“To be sure, it was not Easter Sunday but Holy Saturday, but, the more I reflect on it, the more this seems to be fitting for the nature of our human life: we are still awaiting Easter; we are not yet standing in the full light but walking toward it full of trust.” (Pope Benedict XVI: born Joseph Aloisius Ratzinger served as Pope of the Catholic Church from 2005 until his resignation in 2013)
Scripture Text: ( John 19.41-2)
Now in the place where He was crucified there is a garden: and in the garden a new sepulchre, wherein was never man yet laid. There they laid Jesus.
The horror of yesterday has subsided. Jesus’ body has been lovingly tendered for burial and placed in the sepulcher. There is a hush over the garden after the clamor of the crowds and the hammering of nails of yesterday.
Holy Saturday is a day spent in quiet expectancy waiting for “Judah’s Lion [to] burst his chain”. It is a very low-key day but a day when we are still bidden to fast and pray. It is therefore a day of preparation, and by now we should have made our confession for Easter. We must be ready to greet the Risen Lord. Nothing must hinder our reaching out to Him as Mary did in the garden.

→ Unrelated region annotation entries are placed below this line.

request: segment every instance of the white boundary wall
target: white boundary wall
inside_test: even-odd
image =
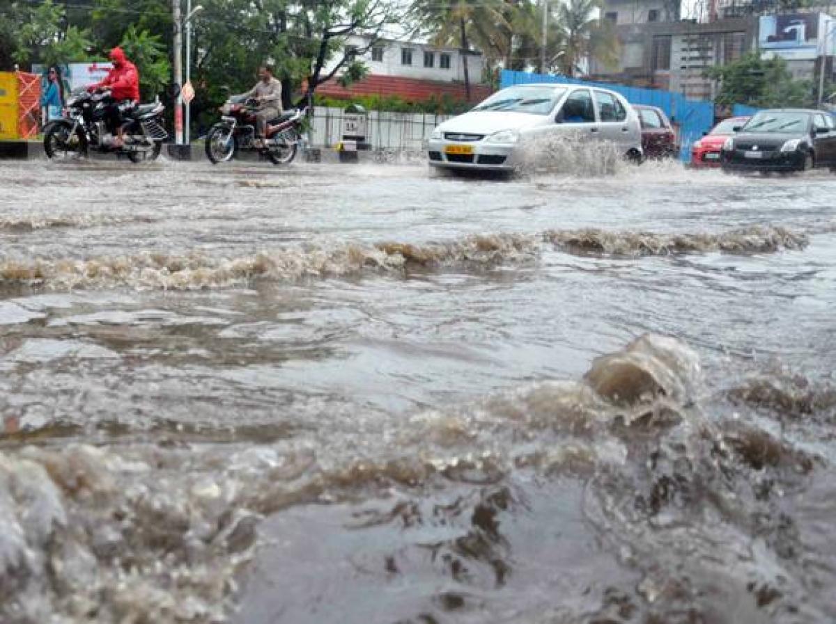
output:
[[[308,140],[312,147],[330,148],[343,138],[342,108],[314,109]],[[421,150],[433,128],[454,115],[432,113],[369,112],[366,142],[372,149]]]

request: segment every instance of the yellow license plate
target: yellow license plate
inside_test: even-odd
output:
[[[446,153],[473,153],[472,145],[447,145],[444,151]]]

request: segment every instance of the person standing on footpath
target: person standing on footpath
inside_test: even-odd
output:
[[[263,148],[267,138],[267,123],[282,113],[282,83],[273,76],[273,68],[262,65],[258,68],[256,86],[239,98],[254,98],[258,103],[256,113],[256,147]]]
[[[61,80],[61,72],[58,67],[53,65],[47,72],[47,86],[41,94],[43,125],[61,117],[64,103],[64,83]]]

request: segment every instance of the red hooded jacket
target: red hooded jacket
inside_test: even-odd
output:
[[[93,91],[99,87],[107,87],[110,89],[114,99],[139,102],[140,73],[136,71],[136,66],[125,58],[121,48],[114,48],[110,50],[110,60],[113,62],[113,68],[107,73],[104,80],[88,87],[88,90]]]

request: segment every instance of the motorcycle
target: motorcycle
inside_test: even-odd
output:
[[[267,137],[256,145],[256,101],[245,96],[232,96],[221,107],[221,121],[206,137],[206,158],[214,164],[226,163],[240,151],[256,152],[273,164],[287,164],[295,157],[302,142],[302,125],[308,107],[281,113],[267,124]]]
[[[83,87],[73,91],[64,117],[49,122],[43,128],[47,156],[87,156],[92,149],[126,156],[132,163],[156,159],[162,142],[168,137],[163,117],[166,107],[155,103],[122,110],[123,144],[115,145],[108,140],[105,123],[107,107],[113,101],[108,91],[89,93]]]

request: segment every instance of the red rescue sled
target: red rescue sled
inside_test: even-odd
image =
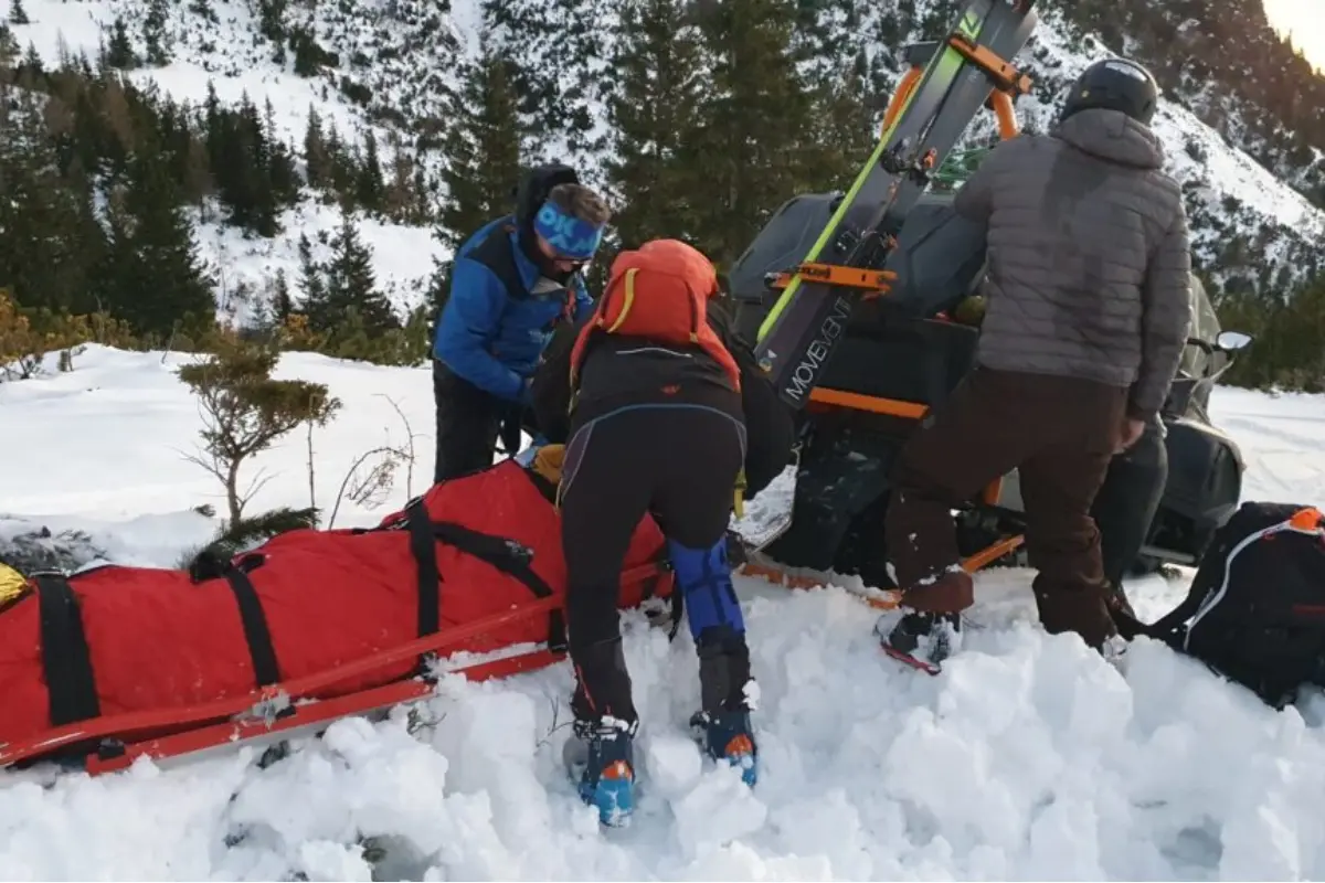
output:
[[[34,575],[0,608],[0,768],[99,773],[421,699],[443,671],[551,665],[566,585],[551,492],[504,461],[375,528],[292,531],[211,572]],[[665,555],[645,518],[623,608],[670,597]],[[457,653],[488,658],[439,665]]]

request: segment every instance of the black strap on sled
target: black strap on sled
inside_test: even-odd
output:
[[[276,645],[262,612],[262,600],[253,588],[248,573],[237,567],[224,571],[225,581],[235,593],[235,604],[240,609],[240,622],[244,625],[244,639],[249,646],[249,659],[253,662],[253,676],[258,687],[269,687],[281,680],[281,667],[276,662]]]
[[[101,715],[91,653],[83,634],[78,596],[58,573],[32,577],[41,613],[41,667],[46,678],[50,725],[87,720]]]
[[[493,536],[470,530],[454,522],[432,522],[424,511],[421,500],[405,507],[405,527],[409,531],[409,551],[417,567],[419,582],[419,637],[436,634],[441,627],[440,592],[437,584],[441,573],[437,568],[435,543],[447,543],[465,555],[473,555],[490,564],[497,571],[519,580],[534,597],[553,597],[553,586],[547,585],[533,568],[533,552],[504,536]],[[554,653],[564,653],[566,618],[560,610],[549,614],[547,646]]]

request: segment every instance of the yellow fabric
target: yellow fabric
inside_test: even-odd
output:
[[[635,274],[639,273],[637,267],[631,267],[625,271],[625,303],[621,304],[621,312],[616,316],[616,322],[612,327],[607,330],[608,334],[615,334],[621,323],[625,322],[625,316],[631,315],[631,307],[635,306]]]
[[[560,485],[562,463],[564,459],[566,445],[543,445],[534,454],[534,462],[530,463],[530,469],[553,485]]]
[[[0,564],[0,604],[17,601],[28,590],[28,581],[8,564]]]

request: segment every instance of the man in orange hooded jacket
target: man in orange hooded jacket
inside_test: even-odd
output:
[[[710,756],[738,765],[746,782],[755,780],[750,711],[757,691],[726,559],[733,492],[746,457],[742,376],[706,320],[716,294],[713,265],[684,242],[655,240],[624,252],[578,332],[570,371],[564,353],[547,365],[555,364],[555,376],[541,369],[545,387],[560,387],[543,393],[554,401],[566,392],[567,373],[570,380],[560,482],[579,737],[570,748],[584,755],[580,796],[606,823],[629,814],[635,781],[639,715],[615,597],[632,531],[645,512],[668,536],[700,655],[702,708],[692,724],[702,729]]]

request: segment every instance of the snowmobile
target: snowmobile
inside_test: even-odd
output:
[[[906,48],[910,70],[885,113],[885,130],[938,48],[938,42]],[[984,105],[996,115],[999,139],[1019,134],[1010,93],[1015,90],[995,87]],[[840,217],[848,196],[808,193],[788,200],[729,271],[738,332],[747,340],[767,338],[770,311],[786,306],[786,291],[796,274],[808,271],[825,283],[822,299],[836,295],[840,301],[840,291],[855,289],[848,310],[827,320],[822,320],[823,312],[815,316],[822,320],[822,334],[807,352],[823,349],[824,342],[832,346],[831,353],[820,355],[812,385],[802,384],[810,387],[803,404],[786,395],[796,392],[794,381],[783,385],[783,400],[799,405],[795,494],[780,523],[771,530],[765,526],[761,541],[746,549],[743,568],[749,575],[803,586],[824,584],[828,573],[859,576],[865,586],[880,590],[867,596],[876,606],[892,606],[896,593],[889,590],[896,584],[882,540],[889,473],[918,421],[974,367],[984,234],[954,212],[951,193],[928,189],[882,230],[892,237],[882,261],[867,267],[859,262],[851,267],[806,262],[816,237],[822,241],[820,232]],[[873,216],[886,217],[886,212],[874,210]],[[876,286],[885,293],[871,291],[860,278],[861,269],[873,270]],[[1134,565],[1141,572],[1166,563],[1194,565],[1238,508],[1242,494],[1242,454],[1210,421],[1208,398],[1251,338],[1220,330],[1195,277],[1191,310],[1191,336],[1162,412],[1169,474]],[[955,515],[969,571],[1026,563],[1015,470]]]

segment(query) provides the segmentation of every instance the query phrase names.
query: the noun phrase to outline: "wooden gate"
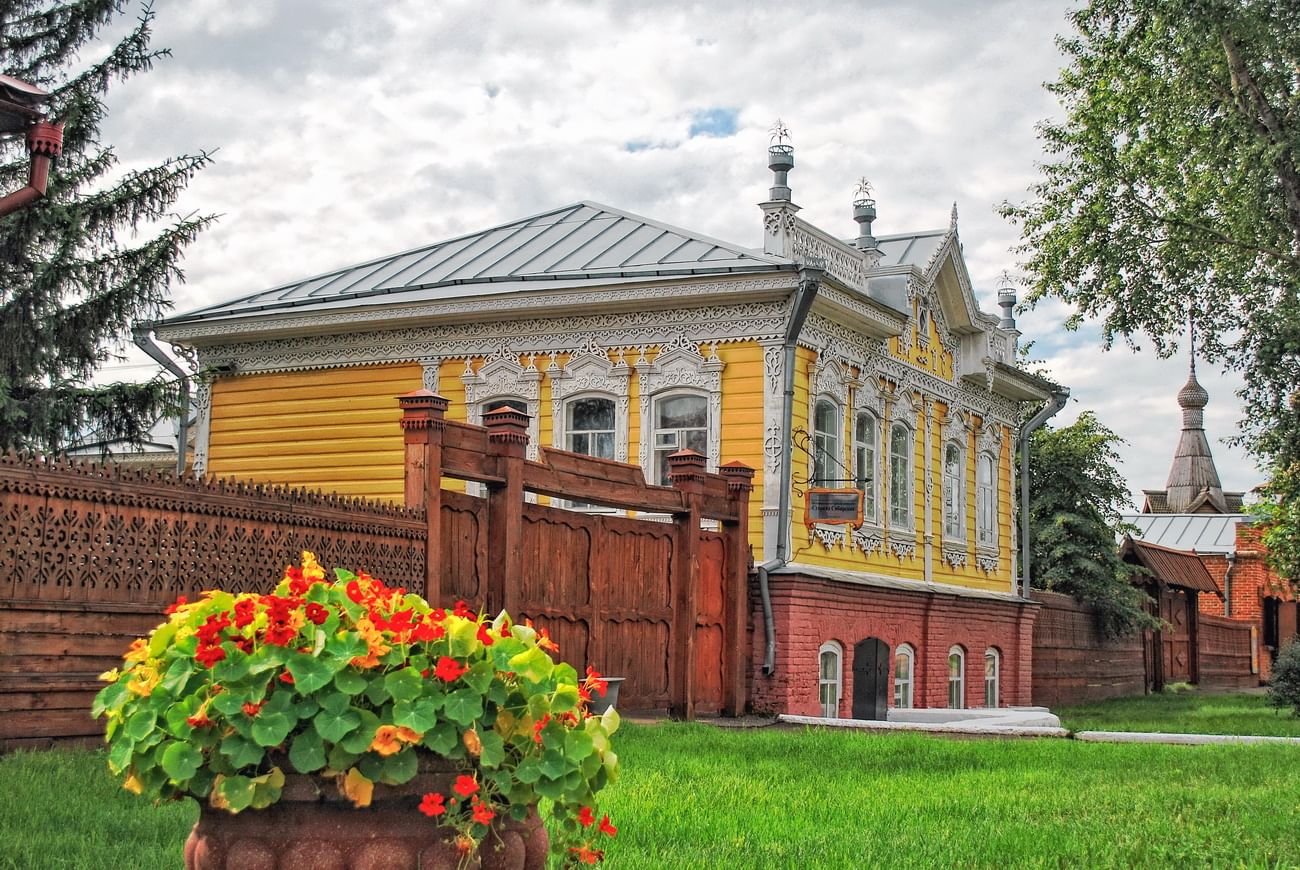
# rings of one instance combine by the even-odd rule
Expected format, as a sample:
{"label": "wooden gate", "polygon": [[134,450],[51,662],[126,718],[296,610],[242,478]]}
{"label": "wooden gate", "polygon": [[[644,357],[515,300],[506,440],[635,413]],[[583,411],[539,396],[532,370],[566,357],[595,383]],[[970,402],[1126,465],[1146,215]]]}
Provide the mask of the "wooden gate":
{"label": "wooden gate", "polygon": [[868,637],[853,648],[853,718],[884,719],[889,704],[889,645]]}

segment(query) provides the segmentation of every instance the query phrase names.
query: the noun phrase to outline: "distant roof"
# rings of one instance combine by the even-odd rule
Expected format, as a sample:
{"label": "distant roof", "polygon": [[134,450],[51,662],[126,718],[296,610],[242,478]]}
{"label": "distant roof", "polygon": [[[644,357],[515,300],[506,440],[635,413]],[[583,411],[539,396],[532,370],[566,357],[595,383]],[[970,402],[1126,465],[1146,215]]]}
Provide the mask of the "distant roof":
{"label": "distant roof", "polygon": [[1126,514],[1124,523],[1138,527],[1135,538],[1196,553],[1236,550],[1236,524],[1244,514]]}
{"label": "distant roof", "polygon": [[[790,269],[790,260],[581,202],[281,285],[168,324],[367,300],[413,302],[656,277]],[[551,286],[555,286],[552,283]],[[442,289],[442,290],[439,290]]]}
{"label": "distant roof", "polygon": [[1138,541],[1130,536],[1124,536],[1122,553],[1150,571],[1166,587],[1223,594],[1195,553]]}

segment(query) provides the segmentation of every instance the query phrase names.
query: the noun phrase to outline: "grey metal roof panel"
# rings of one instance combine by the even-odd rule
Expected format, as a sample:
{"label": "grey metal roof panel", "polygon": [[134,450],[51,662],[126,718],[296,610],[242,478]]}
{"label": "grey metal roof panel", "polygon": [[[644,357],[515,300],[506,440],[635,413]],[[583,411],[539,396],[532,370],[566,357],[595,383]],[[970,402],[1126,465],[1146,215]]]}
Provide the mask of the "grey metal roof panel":
{"label": "grey metal roof panel", "polygon": [[1134,537],[1148,544],[1196,553],[1232,553],[1236,550],[1236,524],[1249,518],[1244,514],[1126,514],[1123,520],[1136,525]]}
{"label": "grey metal roof panel", "polygon": [[[512,293],[621,278],[788,269],[790,260],[581,202],[169,317],[179,324],[302,310]],[[486,289],[477,289],[484,285]],[[438,287],[452,289],[436,293]],[[367,299],[367,303],[361,300]]]}

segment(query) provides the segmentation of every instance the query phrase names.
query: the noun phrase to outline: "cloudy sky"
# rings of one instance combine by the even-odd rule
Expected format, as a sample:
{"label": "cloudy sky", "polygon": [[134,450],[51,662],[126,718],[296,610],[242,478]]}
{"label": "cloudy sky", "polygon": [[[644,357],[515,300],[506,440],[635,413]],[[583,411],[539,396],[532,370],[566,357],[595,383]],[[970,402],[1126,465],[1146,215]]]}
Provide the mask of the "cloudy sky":
{"label": "cloudy sky", "polygon": [[[190,248],[186,311],[578,199],[762,243],[767,130],[790,127],[801,216],[855,233],[861,176],[878,234],[948,222],[982,307],[1015,268],[1035,124],[1061,65],[1063,0],[159,0],[173,57],[110,94],[127,166],[218,150],[181,211],[216,212]],[[1187,362],[1104,352],[1066,311],[1020,316],[1074,401],[1127,440],[1131,488],[1161,488]],[[129,375],[131,369],[124,368]],[[1200,365],[1223,484],[1262,481],[1239,449],[1236,380]]]}

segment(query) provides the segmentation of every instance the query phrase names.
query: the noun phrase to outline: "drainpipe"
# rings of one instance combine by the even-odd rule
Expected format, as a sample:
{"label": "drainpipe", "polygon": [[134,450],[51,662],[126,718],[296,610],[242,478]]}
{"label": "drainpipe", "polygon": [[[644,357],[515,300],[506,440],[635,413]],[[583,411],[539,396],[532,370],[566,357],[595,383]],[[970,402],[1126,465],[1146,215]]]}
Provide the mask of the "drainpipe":
{"label": "drainpipe", "polygon": [[181,381],[181,423],[176,436],[176,476],[185,477],[185,454],[190,440],[190,376],[176,360],[162,352],[159,343],[153,341],[153,329],[148,325],[136,326],[131,330],[135,346],[143,350],[150,358],[177,376]]}
{"label": "drainpipe", "polygon": [[776,557],[758,566],[758,594],[763,602],[763,633],[767,637],[767,649],[763,654],[763,675],[771,676],[776,671],[776,618],[772,615],[772,592],[768,587],[767,573],[780,568],[789,562],[790,536],[790,430],[794,427],[794,349],[798,345],[800,333],[803,330],[803,321],[807,320],[809,311],[812,310],[812,300],[820,286],[824,270],[812,267],[800,267],[800,286],[794,289],[790,306],[790,319],[785,324],[785,363],[783,373],[785,376],[785,393],[781,398],[781,497],[779,514],[776,515]]}
{"label": "drainpipe", "polygon": [[1070,390],[1057,388],[1048,403],[1020,427],[1020,594],[1030,597],[1030,436],[1056,416],[1070,398]]}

Holy Saturday is also a day of reflection, to look back on the Lent we have just kept and to see whether it has been a time of growth for us. Has it brought us to live a life that pursues holiness more and more? That is, have we come to know God better and to love Him more deeply in the way we have lived towards our fellow brothers and sisters? Hopefully we can all say, I have grown, even if only a little. It is progress, progress towards perfection in Christ which is the goal and purpose for every Christian. Having made that progress, we have to remember that living the Christian life is not static. We have to build on our Lenten foundation during the whole year. If that foundation has been solid, we may stumble but we shall not sink under the various trials and temptations which await us from day to day. Amongst all the changes and chances of this fleeting world, we can repose upon God’s changelessness.